それは軽い音を立てて、老婆の胸を貫いた。
「え、アーちゃん……。」
それはアキラのベルトから伸びた「爪」。
鋭い爪は、簡単に老婆の心臓を貫いた。
それを驚きの目で見る老婆。
「アーちゃん……」
コフっと血の塊を吐き、胸から大量の血を流して動かなくなる老婆。
何が起こったのか理解できておらず放心していたアキラは、無残な母親の姿を見てようやく己がしてしまった事を把握した。
そう、母殺しをしてしまった事を。
「ババア、母さん、母ーちゃん、ママァ! あ、あ、あ、ああ、あああ、ああアアア、ああアアああ!!!」
己がしてしまった事に耐え切れず絶叫をするアキラ、いやその姿はリブラへ変身しつつある。
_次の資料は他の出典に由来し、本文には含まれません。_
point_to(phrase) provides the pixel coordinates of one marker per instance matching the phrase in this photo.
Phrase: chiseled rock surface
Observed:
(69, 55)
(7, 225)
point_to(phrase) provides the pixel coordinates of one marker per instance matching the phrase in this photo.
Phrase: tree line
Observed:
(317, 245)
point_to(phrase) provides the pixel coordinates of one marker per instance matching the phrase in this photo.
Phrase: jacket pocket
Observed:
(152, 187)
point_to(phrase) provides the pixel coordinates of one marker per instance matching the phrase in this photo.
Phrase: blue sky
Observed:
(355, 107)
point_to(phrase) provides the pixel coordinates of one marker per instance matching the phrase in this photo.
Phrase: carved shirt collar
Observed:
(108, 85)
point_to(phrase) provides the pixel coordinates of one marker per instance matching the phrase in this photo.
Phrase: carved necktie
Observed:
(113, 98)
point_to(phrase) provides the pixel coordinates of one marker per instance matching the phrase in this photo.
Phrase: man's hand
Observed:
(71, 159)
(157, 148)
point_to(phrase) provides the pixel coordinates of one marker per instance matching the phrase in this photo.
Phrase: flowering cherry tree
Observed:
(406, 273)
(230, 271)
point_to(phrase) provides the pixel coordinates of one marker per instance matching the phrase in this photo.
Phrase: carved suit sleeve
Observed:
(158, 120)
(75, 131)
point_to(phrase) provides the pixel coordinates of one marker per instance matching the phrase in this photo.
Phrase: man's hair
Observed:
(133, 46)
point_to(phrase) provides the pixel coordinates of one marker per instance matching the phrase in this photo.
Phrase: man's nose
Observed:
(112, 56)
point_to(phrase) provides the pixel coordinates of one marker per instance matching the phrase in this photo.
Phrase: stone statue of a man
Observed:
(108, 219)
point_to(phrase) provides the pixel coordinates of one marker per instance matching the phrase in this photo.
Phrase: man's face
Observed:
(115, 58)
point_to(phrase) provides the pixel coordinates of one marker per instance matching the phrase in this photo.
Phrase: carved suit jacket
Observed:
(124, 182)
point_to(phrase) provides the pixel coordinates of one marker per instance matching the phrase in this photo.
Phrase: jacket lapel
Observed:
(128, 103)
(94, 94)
「あらら、やってしまいましたか。貴方が悪いんですよ。殺すぞなんて言うからベルトが反応してしまうんですよ。まあ、でもイイでしょう。母親なんですから、再生の為の『材料』の肉としては最適ですもの」
この惨劇を見てなお嘲笑するアル。
「ああ、ああ、あああああ、あああああ!」
もはや意味のある言葉を話さないリブラ。
母親だった遺体を融合させて、姿が人体の枠からどんどん離れていく。
そしてリブラは、まるでスライムやショゴスの様に全てのモノを飲み込んで巨大化していく。
「これは、暴走してしまうかも知れませんねぇ。でも理性無い方がバカよりも強いですから、いいかもしれませんね」
リブラの肥大化は止まらず、部屋一杯になった後、家屋全体に広がっていく。
「さて、少し離れておきますか。これだとすぐに彼らが来ちゃいますねぇ」
邪悪な笑みを貼り付けたまま、空中に逃げるアル。